The SDIO TX path rounds the DMA transfer length up to the host's
current block size and hands that length to dma_map_sg() via
sg_set_buf(&sg[scatters], tx_buffer->buf, align) in sdio_tx_work().
tx_buffer->buf typically aliases into an skb linear head whose
allocated size matches tx_buffer->len, not the block-aligned
align. The DMA engine (swiotlb / dw_mci IDMAC) therefore reads up
to one block past the end of the skb. On a PineTab2 with KFENCE
enabled this fires as:
BUG: KFENCE: out-of-bounds read in __pi_memcpy_generic
Out-of-bounds read at ... (704B right of kfence-#...):
__pi_memcpy_generic
swiotlb_tbl_map_single
swiotlb_map
dma_direct_map_sg
__dma_map_sg_attrs
dma_map_sg_attrs
dw_mci_pre_dma_transfer
__dw_mci_start_request
...
bes_sdio_memcpy_to_io_helper+0x18c/0x288 [bes2600]

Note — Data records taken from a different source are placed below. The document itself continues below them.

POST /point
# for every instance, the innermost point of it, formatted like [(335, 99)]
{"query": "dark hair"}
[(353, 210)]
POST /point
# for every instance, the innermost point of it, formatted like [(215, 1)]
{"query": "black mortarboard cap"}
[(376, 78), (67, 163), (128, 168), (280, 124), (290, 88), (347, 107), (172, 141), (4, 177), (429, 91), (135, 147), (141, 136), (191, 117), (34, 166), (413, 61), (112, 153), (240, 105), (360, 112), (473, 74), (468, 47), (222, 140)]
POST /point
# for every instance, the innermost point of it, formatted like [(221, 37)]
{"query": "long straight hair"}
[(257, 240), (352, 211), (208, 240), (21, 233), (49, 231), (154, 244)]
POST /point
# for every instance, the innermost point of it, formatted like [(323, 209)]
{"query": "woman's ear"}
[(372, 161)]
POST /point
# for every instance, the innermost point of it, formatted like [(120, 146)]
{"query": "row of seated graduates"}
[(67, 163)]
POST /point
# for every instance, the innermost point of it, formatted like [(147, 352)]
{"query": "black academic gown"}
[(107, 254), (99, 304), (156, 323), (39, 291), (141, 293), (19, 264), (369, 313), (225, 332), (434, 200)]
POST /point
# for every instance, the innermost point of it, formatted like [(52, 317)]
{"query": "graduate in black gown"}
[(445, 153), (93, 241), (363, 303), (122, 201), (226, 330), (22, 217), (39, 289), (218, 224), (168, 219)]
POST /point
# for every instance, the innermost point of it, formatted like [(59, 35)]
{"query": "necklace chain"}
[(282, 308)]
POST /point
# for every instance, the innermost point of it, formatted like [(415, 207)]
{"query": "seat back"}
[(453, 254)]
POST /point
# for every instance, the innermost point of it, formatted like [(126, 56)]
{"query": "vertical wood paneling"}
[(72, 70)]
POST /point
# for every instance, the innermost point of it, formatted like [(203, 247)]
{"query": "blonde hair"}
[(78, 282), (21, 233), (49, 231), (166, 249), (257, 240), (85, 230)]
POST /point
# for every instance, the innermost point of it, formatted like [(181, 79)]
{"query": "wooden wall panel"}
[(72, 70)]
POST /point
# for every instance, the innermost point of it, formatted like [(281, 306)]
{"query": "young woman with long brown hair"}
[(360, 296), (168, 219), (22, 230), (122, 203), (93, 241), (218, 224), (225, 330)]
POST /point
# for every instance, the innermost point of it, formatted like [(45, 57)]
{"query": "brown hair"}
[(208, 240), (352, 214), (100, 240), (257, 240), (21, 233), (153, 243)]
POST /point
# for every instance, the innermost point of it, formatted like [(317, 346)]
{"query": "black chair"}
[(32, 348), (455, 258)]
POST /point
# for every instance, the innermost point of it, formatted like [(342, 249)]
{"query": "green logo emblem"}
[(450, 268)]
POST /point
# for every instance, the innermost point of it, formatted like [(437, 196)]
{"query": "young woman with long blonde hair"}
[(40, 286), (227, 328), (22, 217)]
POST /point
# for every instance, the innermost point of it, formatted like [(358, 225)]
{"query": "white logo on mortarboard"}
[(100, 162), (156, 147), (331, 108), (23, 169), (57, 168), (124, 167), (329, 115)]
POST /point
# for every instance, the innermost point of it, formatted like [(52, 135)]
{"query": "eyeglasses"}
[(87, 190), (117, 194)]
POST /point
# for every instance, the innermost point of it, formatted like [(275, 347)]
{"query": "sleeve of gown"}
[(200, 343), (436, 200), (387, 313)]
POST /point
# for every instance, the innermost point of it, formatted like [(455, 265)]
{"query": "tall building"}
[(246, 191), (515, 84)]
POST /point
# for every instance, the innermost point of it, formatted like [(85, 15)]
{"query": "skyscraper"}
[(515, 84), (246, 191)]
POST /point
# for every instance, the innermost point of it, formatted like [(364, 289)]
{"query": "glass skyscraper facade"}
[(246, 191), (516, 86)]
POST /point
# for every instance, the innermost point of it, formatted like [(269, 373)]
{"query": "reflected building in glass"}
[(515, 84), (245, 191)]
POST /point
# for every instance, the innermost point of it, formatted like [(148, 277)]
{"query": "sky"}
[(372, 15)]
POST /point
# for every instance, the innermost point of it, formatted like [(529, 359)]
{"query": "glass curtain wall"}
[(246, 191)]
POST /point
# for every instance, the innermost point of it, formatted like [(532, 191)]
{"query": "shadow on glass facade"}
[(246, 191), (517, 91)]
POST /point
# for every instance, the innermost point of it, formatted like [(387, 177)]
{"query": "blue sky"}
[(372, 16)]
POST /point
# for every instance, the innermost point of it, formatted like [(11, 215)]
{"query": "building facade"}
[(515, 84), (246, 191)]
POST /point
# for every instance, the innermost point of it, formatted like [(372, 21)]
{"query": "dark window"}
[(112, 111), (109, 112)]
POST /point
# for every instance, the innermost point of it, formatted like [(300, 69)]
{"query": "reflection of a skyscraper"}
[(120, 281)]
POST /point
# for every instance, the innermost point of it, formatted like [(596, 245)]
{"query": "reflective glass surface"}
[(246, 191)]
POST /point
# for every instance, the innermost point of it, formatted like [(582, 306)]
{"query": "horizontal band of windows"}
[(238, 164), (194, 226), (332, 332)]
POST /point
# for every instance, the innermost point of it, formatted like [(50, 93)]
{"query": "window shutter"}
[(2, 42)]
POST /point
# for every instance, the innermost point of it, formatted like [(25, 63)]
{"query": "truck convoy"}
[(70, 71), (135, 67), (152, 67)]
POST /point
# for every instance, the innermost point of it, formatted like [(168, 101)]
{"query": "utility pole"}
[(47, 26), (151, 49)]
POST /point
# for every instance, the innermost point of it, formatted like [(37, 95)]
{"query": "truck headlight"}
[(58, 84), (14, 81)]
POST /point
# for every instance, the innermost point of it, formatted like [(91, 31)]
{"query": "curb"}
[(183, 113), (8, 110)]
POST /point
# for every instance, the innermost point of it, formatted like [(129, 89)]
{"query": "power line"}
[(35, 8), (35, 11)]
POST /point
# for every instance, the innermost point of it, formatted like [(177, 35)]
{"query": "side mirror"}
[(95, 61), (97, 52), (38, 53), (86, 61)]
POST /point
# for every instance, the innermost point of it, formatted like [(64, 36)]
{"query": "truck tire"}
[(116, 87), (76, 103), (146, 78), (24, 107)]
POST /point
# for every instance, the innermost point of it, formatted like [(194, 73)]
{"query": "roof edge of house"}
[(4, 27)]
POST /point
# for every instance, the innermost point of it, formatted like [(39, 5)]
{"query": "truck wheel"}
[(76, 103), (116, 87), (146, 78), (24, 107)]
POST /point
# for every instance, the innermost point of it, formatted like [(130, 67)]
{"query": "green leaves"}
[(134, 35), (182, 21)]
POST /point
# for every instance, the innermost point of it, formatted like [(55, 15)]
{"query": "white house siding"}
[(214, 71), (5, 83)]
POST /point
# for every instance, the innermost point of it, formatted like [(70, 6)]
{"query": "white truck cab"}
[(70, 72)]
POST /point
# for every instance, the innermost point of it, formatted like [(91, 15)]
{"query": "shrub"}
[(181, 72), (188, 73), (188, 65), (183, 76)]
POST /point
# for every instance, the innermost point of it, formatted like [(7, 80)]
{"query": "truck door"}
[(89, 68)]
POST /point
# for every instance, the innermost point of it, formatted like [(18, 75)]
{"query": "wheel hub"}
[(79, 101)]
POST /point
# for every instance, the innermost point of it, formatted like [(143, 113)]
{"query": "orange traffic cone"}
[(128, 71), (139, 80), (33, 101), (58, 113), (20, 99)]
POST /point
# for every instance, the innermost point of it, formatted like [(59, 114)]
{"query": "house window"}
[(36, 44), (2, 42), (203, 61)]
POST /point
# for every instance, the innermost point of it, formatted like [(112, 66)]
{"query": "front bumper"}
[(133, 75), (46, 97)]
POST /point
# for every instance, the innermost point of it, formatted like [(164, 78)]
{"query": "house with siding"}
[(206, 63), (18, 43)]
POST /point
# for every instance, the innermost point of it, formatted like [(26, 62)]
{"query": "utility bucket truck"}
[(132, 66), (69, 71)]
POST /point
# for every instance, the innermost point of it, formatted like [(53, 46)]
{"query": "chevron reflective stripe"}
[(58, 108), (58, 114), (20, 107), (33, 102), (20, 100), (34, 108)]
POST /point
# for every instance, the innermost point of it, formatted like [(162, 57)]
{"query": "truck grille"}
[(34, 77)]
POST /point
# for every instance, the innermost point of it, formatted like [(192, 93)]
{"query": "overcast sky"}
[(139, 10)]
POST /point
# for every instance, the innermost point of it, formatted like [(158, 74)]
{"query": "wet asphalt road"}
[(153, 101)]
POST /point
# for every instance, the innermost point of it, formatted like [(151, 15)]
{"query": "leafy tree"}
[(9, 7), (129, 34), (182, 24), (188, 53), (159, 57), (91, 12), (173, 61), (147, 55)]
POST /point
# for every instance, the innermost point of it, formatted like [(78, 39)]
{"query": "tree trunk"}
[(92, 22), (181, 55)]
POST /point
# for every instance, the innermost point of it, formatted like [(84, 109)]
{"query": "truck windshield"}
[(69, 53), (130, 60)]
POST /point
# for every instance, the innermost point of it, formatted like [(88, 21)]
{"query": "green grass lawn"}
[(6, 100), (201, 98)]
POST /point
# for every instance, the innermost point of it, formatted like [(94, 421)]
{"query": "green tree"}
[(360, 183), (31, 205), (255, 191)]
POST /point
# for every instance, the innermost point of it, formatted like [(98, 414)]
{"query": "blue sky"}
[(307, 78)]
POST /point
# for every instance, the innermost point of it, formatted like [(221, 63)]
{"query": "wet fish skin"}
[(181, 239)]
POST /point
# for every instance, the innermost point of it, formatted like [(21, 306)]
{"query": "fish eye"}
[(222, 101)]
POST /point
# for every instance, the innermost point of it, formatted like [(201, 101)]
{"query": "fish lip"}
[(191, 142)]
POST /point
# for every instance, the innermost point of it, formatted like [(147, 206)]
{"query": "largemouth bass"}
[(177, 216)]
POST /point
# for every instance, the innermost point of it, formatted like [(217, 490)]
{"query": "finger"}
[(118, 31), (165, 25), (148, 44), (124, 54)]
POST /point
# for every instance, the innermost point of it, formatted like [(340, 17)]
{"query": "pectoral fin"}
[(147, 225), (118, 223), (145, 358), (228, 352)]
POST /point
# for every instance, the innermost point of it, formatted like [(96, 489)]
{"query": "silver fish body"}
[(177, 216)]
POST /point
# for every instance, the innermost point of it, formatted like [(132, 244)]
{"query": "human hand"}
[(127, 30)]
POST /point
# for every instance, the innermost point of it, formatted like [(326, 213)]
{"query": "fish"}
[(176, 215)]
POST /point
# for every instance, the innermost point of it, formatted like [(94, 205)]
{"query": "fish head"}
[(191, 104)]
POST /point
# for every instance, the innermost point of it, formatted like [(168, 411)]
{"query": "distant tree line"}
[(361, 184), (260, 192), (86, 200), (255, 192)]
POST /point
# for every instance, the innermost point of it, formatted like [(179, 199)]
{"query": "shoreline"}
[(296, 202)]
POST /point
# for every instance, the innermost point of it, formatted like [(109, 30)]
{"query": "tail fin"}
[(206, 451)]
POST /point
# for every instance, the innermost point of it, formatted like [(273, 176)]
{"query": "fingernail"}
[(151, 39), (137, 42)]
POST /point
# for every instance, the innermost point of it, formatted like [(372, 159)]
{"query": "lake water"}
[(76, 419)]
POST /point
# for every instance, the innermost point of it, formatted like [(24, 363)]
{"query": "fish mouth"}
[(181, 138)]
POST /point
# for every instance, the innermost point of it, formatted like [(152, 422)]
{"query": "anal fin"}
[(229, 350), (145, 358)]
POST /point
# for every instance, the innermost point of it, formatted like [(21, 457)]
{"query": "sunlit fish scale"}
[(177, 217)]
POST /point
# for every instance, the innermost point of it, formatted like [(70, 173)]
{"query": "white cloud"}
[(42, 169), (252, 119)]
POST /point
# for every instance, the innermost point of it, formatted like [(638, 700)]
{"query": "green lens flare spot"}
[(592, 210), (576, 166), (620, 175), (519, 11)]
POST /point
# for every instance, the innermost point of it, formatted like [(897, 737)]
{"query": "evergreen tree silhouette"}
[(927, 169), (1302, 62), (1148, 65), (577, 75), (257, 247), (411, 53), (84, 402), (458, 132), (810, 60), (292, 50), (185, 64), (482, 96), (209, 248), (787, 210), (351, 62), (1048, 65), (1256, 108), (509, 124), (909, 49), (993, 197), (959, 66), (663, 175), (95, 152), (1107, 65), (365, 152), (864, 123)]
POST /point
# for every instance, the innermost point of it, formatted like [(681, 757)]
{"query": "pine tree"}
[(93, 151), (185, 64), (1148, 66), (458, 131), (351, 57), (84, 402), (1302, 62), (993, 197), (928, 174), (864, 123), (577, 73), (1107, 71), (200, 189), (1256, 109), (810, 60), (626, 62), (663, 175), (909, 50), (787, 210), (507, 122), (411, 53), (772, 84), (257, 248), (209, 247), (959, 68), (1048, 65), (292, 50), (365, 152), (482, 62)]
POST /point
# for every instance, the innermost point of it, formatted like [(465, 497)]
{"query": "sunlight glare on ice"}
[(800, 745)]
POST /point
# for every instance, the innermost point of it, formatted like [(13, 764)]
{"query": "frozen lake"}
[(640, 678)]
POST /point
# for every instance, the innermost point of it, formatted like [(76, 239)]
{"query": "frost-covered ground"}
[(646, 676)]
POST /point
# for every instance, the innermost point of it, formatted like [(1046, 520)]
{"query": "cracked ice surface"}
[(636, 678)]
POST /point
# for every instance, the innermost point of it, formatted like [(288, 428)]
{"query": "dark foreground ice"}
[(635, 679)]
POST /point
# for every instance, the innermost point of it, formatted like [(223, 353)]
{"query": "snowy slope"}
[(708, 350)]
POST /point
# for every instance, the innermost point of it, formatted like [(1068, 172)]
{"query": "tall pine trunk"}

sdio_tx_work+0x2b4/0x4a0 [bes2600]
allocated by ... pskb_expand_head / validate_xmit_skb / tcp_*
In addition to being undefined behavior, the padding bytes (which
come from whatever memory follows the skb) are transmitted to the
peer, leaking kernel memory on the air.
Allocate a driver-owned DMA-page bounce buffer sized to
MAX_SDIO_TRANSFER_LEN and use it as the scatter-gather backing for
sdio_tx_work. Each TX buffer is copied into its bounce slot and the
tail (align - tx_buffer->len bytes) is zeroed. This mirrors the
existing bounce pattern already used by bes2600_sdio_memcpy_toio()
via single_gathered_buffer; a separate allocation is used for the
TX path because single_gathered_buffer is only serialised via
sdio_claim_host and sdio_tx_work accumulates scatter entries before
claiming the bus.
Signed-off-by: Markus Fritsche <fritsche.markus@gmail.com>